A sign of how bad things are: Vaclav Klaus, the Czech president, is probably the world’s foremost global warming denier (now that Bush and that Australian jerk are no longer in office). Most Czechs I know despise his politics. And yet, they respect him to a degree compared to other Czech politicians simply because he comes across as reasonably ‘statesmanlike’– he’s intelligent, he knows how to handle himself and doesn’t overtly embarrass himself or the country. Compare these qualities to the rank amateurism of Mirek Topolanek, recently-ousted Prime Minister, who once flipped a rival politician the bird during a parliamentary debate and locked a respected journalist in an airport bathroom. Topolanek was the aspiring nobody who got up on stage and referred to Obama’s economic policy as ‘the road to hell’ in last year’s big summit and earned round rebuke from a rainbow coalition of world leaders. The ranks of decent politicians are so thin here that it’s a plus if you can simply carry yourself with a modicum of competence, never mind how bad your ideas might be.

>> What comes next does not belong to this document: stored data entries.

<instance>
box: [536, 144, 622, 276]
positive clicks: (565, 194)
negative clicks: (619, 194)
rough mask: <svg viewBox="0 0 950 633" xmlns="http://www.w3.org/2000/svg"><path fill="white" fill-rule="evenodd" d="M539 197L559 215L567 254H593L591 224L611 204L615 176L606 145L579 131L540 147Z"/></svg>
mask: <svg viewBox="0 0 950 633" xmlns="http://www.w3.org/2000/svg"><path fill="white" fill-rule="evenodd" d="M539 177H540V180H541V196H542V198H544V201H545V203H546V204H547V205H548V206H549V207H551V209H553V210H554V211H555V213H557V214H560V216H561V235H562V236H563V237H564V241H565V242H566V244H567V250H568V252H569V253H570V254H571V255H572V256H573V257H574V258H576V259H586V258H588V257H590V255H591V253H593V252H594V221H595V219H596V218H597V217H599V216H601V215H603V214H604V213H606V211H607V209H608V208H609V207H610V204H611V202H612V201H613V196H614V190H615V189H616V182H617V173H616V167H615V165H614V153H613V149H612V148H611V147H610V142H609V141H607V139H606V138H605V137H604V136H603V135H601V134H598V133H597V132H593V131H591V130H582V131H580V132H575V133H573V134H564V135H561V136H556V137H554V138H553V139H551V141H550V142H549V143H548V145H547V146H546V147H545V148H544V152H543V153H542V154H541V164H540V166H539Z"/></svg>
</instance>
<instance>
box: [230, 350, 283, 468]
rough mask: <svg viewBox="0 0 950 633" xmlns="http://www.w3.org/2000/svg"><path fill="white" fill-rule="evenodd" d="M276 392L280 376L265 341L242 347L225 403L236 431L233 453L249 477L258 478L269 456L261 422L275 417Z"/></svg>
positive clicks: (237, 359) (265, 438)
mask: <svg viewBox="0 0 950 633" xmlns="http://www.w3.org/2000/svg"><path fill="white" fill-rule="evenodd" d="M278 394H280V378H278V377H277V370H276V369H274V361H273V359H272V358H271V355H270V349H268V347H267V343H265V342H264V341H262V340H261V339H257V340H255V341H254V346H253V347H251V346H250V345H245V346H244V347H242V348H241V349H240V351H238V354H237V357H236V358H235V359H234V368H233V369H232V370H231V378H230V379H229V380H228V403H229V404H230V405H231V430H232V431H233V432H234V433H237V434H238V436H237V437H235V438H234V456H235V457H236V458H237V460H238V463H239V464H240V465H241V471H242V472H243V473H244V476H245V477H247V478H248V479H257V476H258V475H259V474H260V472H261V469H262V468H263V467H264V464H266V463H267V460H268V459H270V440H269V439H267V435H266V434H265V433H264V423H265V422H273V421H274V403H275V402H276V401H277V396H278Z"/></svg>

Absent any inspiring ideological battles, and with all of its practitioners thoroughly dislikable (and corrupt, although that’s a subject for another post), politics in this country mostly revolves around allocation of social benefits and deciding how to pay for them. In the upcoming June election, one of the big issues is a medical co-pay scheme implemented by the ruling center-right party that requires you to pay 30 Czech crowns out-of-pocket to see a doctor. 30 crowns equals about $1.50. This is the raging fire of policy debate that is supposed to drive people to the polls: whether or not you should have to pay a buck fifty in addition to the (from a U.S. perspective) shockingly reasonable monthly fee that everyone pays to receive full health care. Hardly Lincoln vs. McClellan 1864. In fairness, there are larger and more systemic issues, to be sure (the aforementioned corruption, and a big deficit), but none of these seem to rile people like the 30 crown co-pay.

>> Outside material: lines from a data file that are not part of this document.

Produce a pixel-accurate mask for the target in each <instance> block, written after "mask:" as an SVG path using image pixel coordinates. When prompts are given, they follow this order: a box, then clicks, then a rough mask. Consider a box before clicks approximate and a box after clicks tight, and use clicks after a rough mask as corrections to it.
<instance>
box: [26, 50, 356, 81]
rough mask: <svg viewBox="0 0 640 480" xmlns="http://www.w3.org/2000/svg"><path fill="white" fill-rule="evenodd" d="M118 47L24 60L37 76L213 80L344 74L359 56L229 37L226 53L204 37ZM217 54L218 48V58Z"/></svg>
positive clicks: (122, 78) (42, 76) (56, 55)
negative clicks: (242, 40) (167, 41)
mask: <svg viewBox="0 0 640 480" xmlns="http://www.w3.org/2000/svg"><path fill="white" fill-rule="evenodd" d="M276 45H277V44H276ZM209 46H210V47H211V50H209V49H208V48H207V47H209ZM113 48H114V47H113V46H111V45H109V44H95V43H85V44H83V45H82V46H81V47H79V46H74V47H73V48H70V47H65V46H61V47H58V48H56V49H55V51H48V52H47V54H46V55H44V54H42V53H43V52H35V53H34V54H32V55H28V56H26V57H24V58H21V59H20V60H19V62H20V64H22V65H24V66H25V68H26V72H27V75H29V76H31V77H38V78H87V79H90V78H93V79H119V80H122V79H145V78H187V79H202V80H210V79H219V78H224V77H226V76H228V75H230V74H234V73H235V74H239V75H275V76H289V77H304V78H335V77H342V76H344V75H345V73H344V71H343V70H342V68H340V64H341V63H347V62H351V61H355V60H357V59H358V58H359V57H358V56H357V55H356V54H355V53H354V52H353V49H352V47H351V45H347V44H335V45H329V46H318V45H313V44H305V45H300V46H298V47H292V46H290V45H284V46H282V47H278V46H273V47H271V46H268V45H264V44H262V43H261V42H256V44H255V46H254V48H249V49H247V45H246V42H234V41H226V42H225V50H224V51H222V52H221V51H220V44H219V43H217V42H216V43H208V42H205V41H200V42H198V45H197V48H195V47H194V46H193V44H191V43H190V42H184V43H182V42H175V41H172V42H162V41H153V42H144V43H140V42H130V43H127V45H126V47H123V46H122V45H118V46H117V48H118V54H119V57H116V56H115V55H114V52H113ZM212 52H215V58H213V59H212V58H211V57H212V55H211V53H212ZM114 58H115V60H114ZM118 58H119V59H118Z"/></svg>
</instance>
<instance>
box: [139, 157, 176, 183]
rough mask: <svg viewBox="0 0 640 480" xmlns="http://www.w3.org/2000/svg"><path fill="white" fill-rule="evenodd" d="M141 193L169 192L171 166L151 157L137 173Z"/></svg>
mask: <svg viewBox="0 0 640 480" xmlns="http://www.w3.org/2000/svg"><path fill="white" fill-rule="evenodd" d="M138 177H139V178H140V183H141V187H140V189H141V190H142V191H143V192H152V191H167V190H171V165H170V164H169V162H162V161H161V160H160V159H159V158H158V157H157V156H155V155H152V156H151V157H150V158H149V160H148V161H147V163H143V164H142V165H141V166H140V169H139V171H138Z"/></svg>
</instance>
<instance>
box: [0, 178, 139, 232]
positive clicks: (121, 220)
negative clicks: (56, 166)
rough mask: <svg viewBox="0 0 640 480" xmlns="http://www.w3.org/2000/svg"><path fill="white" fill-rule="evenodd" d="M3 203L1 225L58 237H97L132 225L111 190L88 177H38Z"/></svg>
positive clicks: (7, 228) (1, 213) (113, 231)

The pettiness that punctuates Czech politics is particularly evident in the massive billboard campaigns that you can’t escape for more than a minute if you’re driving on the highway here right now. The one at the top of this post is an attack ad aimed at Jiri Paroubek, leader of the left center Social Democrats (who, incidentally, is even more despised than other politicians among Czechs I know, in spite of the fact that most of these friends have left-leaning tendencies). The ad is meant to satirize Paroubek’s alleged practice of promising all things to all people without articulating a clear sense of how he’s going to pay for it (think ‘tax-and-spend liberal’). So, he’s shown in front of a row of empty bottles with the line ‘I will eliminate morning hangovers’. Here’s a detail from another baffling one that says (roughly), ‘I fight against clams, slugs and mollusks’:
I guess the idea is to paint him as power-mad, vowing to defeat each and every commonplace thing that stands in his way. To me, it seems very much like a campaign that might have been composed by a media team of canny 12 year-olds. Politics in this part of the world have come a long way from iron curtain days…. but there’s still a long way to go, baby.